Much recent research has focused on the role of the human amygdala in fear recognition. Numerous brain-imaging studies confirm that the human amygdala responds more to fearful faces than to faces expressing other emotions, but the exact function of the amygdala during recognition of facial expressions remains a mystery. Initially, the observation that SM's perception of fear is impaired while her recognition of other emotions remains intact5 was thought to support the idea that different categories of emotion involve distinct neural circuits in the brain8. The findings of Adolphs et al.3 now suggest a very different mechanism, perhaps involving a more general role for the amygdala in modulating visual and attentional processing9. The amygdala is known to be sensitive to perceived gaze direction, responding most when the eyes in a facial image seem to be looking at the observer10. In agreement with Darwin's theory, it makes sense if fear perception is intimately connected with locating the threat that fearful eyes are seeing11. The simplicity of such a mechanism might allow for swift responses to danger, even with poor or crude inputs, or during inattention. Indeed, it was recently found that when a normal subject is shown shapes that look like the whites of a pair of eyes, his amygdala responds more to larger shapes (corresponding to wide, fearful eyes) than to small (happy) shapes12.

However, the amygdala is probably not just an ‘eye detector’, and perception of fearful expressions is unlikely to rely solely on wide eyes. Previous research13,14,15 suggests that processing single ‘diagnostic’ features in faces is not sufficient to appraise their expression fully, but that more global configural information is important (for example, see the composite faces in Fig. 1). Moreover, the bubble task might induce a bias to use the local details visible through the bubble apertures rather than configural information, which would be more natural16, particularly in a dichotomous fearful–happy classification task (for instance, SM might simply check for the presence of a smile, and therefore never need to look at the eyes to perform this particular task).
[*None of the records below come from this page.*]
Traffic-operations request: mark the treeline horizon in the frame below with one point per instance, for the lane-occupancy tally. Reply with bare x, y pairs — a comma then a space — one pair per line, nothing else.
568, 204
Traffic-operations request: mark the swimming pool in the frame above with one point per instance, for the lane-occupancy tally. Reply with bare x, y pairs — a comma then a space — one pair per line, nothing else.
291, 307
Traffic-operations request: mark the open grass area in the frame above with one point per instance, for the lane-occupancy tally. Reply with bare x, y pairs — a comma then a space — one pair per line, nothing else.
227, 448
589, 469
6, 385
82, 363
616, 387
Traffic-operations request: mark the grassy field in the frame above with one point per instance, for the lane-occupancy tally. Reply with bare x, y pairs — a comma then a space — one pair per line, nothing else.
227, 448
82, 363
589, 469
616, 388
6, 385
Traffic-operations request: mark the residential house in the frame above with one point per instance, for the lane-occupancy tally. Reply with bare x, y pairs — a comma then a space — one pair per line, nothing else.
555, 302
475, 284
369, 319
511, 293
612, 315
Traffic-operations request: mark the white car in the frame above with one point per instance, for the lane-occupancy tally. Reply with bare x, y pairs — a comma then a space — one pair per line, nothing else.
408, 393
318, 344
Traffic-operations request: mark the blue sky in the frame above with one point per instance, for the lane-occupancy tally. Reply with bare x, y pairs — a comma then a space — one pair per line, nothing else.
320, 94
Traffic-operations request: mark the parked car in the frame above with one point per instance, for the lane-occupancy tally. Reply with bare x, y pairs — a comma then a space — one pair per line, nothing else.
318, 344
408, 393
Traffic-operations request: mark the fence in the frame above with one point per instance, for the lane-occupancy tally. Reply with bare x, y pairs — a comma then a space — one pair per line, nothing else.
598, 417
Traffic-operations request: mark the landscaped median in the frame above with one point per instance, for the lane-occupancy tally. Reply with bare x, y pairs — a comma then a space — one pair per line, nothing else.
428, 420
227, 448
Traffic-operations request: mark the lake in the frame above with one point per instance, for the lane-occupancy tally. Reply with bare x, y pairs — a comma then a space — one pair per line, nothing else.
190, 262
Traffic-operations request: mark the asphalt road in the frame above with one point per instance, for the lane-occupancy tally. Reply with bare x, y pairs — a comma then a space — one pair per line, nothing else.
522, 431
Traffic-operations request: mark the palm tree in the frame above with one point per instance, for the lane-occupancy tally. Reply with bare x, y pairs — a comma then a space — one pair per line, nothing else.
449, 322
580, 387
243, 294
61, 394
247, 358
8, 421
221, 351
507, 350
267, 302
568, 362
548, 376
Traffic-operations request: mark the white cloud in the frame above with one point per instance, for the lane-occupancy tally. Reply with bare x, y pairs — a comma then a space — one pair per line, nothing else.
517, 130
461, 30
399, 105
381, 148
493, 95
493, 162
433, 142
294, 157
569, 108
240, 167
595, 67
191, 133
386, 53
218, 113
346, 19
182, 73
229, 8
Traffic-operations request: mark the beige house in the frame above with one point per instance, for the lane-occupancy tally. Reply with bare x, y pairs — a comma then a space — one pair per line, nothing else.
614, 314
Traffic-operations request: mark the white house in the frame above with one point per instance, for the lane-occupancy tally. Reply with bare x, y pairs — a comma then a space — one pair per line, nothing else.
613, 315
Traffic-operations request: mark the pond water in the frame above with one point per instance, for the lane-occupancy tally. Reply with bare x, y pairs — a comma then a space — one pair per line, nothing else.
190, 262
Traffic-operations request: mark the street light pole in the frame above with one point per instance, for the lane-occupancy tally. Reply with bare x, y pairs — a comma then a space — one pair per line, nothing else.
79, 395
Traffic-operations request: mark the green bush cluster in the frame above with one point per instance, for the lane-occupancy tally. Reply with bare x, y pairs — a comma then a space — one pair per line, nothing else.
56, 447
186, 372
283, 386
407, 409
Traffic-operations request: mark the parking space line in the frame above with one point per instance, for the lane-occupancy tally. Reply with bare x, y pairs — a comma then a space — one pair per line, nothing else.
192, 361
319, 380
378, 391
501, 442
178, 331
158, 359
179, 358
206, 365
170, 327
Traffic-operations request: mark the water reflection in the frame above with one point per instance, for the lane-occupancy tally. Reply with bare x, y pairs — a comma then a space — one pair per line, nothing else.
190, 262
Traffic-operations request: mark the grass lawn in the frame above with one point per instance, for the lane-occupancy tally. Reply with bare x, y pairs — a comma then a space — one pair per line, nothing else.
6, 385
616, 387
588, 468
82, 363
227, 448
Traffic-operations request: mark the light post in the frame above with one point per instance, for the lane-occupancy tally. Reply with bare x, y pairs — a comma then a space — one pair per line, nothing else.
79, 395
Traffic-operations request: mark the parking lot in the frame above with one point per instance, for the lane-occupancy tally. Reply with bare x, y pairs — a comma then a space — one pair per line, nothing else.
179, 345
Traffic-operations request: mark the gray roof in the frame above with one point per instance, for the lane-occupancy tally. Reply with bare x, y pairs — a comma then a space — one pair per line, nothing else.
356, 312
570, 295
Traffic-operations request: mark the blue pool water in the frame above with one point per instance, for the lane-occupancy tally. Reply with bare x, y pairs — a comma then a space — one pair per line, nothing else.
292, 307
The demands of particular tasks also influence whether the subject uses local or global visual features during face processing17. Furthermore, brain-imaging data indicate that even though the amygdala might respond to fearful eyes when they are presented alone, it is activated most in response to whole faces18.

Figure 1: How the eyes contribute to facial expressions of fear.
figure1

a, b, Examples of fearful (a) and happy (b) faces from a standard image set19. c, d, Composites using the top and bottom halves from the same faces with fearful eyes but happy mouth (c) or happy eyes but fearful mouth (d). As can be seen, the global configuration in composites is affecting the perceived emotion expressed by the face. A study by Adolphs et al.3 sheds new light on how the amygdala in the brain is involved in processing the eyes in such expressions.

Finally, it remains to be determined whether SM's attention to other facial features is normal (only her response to the eye region was recorded), and to explain why she can still recognize expressions of sadness or anger in which eye information is important (normal subjects find it more difficult to recognize these emotions when the eyes are erased)3.

The intriguing implications of these new findings need to be explored. What are the neural circuits by which the amygdala might guide eye scan-paths? How does SM judge expressions in composite faces such as those in Figure 1? How does she perform on more implicit tests of fear recognition, or using graded rather than dichotomous measures? Does she orient her eyes normally to emotional visual stimuli other than faces, and to emotional voices? What is the amygdala's normal role in exploring social situations and looking at other people, and are these mechanisms altered in diseases such as phobias or autism that are thought to involve the amygdala? We are just beginning to realize how the brain processes emotionally relevant cues in the environment, and the unusual features of SM will provide much food for future thought.